Design of experiments helps optimize experimentation and shorten development times
One of the key features of JMP – and its sister configuration JMP Pro – is the software’s tailor-made design of experiments (DOE) platform, which supports advanced DOE methods like custom design and definitive screening designs. DOE methods are today playing an increasing role in pharmaceutical and biopharmaceutical labs around the world, where statistical methods help research scientists to reduce the number of experimental runs that must be performed in a given test, thereby shortening development cycles. Though it is not the only software with in-built DOE capabilities, Ninon explains, JMP Pro was an essential tool for creating a DOE-based workflow that could be applied to CFD.
“DOE-based CFD modeling helped us to make better design decisions that will at the end of the day result in process understanding and product reproducibility,” says Mohammadi. The key benefit of a DOE approach, Ninon adds, is that scientists can plan experiments in advance, separating those factors that are important from those that are just noise.

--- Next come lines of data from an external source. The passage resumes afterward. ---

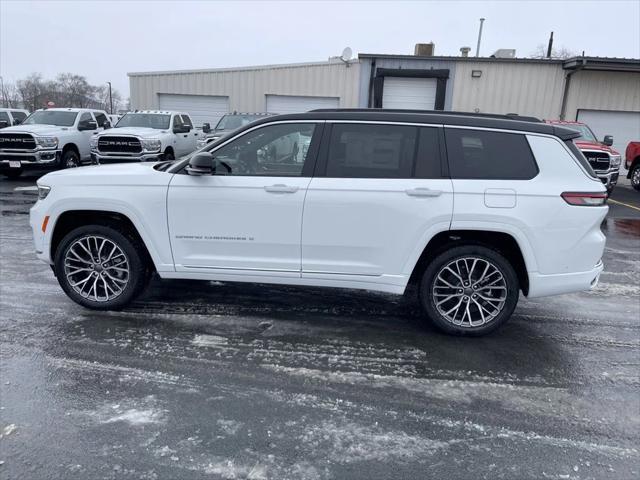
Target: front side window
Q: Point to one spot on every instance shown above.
(274, 150)
(371, 151)
(480, 154)
(17, 115)
(146, 120)
(52, 117)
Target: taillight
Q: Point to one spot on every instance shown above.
(585, 199)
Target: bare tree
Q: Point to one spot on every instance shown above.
(556, 53)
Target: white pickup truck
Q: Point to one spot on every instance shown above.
(51, 138)
(146, 136)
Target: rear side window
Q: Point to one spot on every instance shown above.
(479, 154)
(371, 151)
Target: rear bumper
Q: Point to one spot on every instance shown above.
(30, 159)
(546, 285)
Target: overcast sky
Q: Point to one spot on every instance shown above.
(104, 40)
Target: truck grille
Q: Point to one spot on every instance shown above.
(17, 141)
(599, 160)
(119, 145)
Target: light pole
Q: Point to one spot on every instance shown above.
(110, 99)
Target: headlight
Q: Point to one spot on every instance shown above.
(47, 142)
(151, 145)
(43, 191)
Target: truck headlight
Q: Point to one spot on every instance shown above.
(616, 160)
(47, 142)
(43, 191)
(151, 145)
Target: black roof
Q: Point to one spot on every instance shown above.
(504, 122)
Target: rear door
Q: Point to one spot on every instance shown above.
(380, 192)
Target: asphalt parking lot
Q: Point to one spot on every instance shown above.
(203, 380)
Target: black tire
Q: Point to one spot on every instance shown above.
(485, 255)
(14, 173)
(70, 159)
(635, 176)
(138, 276)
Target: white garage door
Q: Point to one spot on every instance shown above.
(624, 126)
(202, 108)
(409, 93)
(293, 104)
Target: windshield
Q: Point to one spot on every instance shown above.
(231, 122)
(51, 117)
(585, 132)
(148, 120)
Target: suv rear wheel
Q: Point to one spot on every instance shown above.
(469, 290)
(100, 267)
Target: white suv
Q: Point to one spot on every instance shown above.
(473, 209)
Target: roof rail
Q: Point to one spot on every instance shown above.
(508, 116)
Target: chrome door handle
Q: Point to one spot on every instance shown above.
(423, 192)
(280, 188)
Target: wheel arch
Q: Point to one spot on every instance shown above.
(504, 242)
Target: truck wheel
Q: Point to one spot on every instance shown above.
(15, 173)
(69, 159)
(101, 267)
(635, 176)
(469, 290)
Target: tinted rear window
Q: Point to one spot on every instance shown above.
(479, 154)
(371, 151)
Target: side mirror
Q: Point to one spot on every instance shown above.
(201, 164)
(89, 125)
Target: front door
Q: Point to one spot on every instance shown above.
(248, 219)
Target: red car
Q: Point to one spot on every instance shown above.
(632, 163)
(604, 160)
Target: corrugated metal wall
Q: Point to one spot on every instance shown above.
(247, 88)
(603, 91)
(524, 88)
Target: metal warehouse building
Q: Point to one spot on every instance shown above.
(602, 92)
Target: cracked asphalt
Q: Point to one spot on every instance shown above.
(204, 380)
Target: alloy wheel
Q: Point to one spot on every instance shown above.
(96, 268)
(469, 291)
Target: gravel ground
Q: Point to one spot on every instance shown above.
(211, 380)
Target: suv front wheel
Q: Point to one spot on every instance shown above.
(100, 267)
(469, 290)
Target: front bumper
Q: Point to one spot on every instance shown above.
(100, 158)
(29, 159)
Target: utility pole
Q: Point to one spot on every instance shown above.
(110, 100)
(479, 38)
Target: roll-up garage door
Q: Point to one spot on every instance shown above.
(201, 108)
(409, 93)
(624, 126)
(295, 104)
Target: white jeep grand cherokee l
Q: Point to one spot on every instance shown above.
(473, 209)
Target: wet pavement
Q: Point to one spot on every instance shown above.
(210, 380)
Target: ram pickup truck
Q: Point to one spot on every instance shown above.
(148, 135)
(12, 116)
(604, 160)
(50, 139)
(632, 162)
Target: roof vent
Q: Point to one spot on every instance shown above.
(504, 53)
(424, 49)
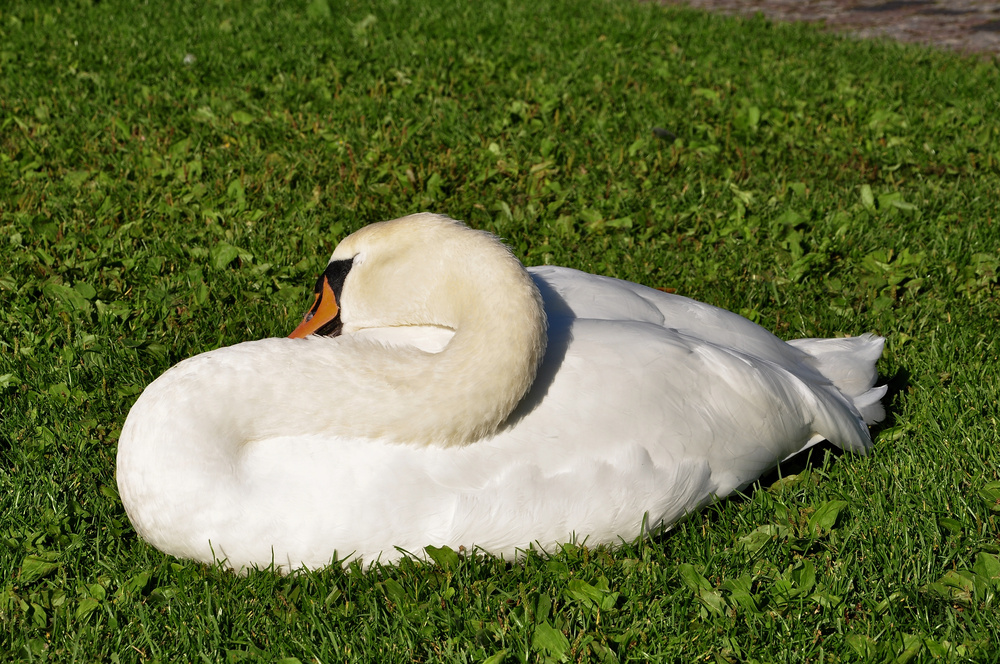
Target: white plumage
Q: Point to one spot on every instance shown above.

“From a statistics point of view, we get to run experiments without worrying about lurking factors or randomization,” Ninon says. “Being able to test a range of conditions quickly at small scale in a proven model is key to getting through characterization and validation faster and with less risk.”
Functional Data Explorer is a key feature in preparing data for analyses
JMP Pro also offers a multi-utility platform known as Functional Data Explorer (FDE), which is in essence a data transformation tool that helps scientists to prepare data for analysis – including DOE. FDE comes in particularly handy in biologics development where much of the data – sensor data, transactional data or chemical spectra for example – is presented as a function. As Mohammadi and Ninon might attest, the challenge of working with functional data is that often, scientists don’t want to analyze the functional data directly; rather, they want to work with the underlying functions which produce the observed data.
FDE transforms that data into a form that can more easily be analyzed. As such, it is a crucial tool for pre-processing data for exploratory analysis, creating surrogate models or reducing dimensions. And FDE outputs can be easily shifted into another JMP platform with just the click of a button.
“The very easy-to-use ML platform is also great,” Ninon adds, “and the fact that you can save dashboards in HTML to share with non-users.” The in-built shareability of JMP analyses is as important for scientists working collaboratively on development projects as it is for those like Mohammadi and Ninon who work in an advisory capacity providing ad hoc support.
Today, scientists at FDB have many tools to choose from. But, says Ninon – who learned Minitab in graduate school and has also used open source software extensively – JMP is their first choice for certain types of analyses. The visualization and data imputation qualities in JMP, in addition to its specialty platforms like FDE, are huge factors. “Although we could have done [all these things] in R, we would not have thought of it without prompts and it would have been very difficult and time consuming to get it done,” she adds.
“Although there are a lot of complicated calculations and coding going on in the background,” says Mohammadi, “the very user-friendly platform in JMP makes it quite easy to use.” These efficiencies all ultimately contribute to the speeding of development cycles and, in turn, both profitability and scientific innovation.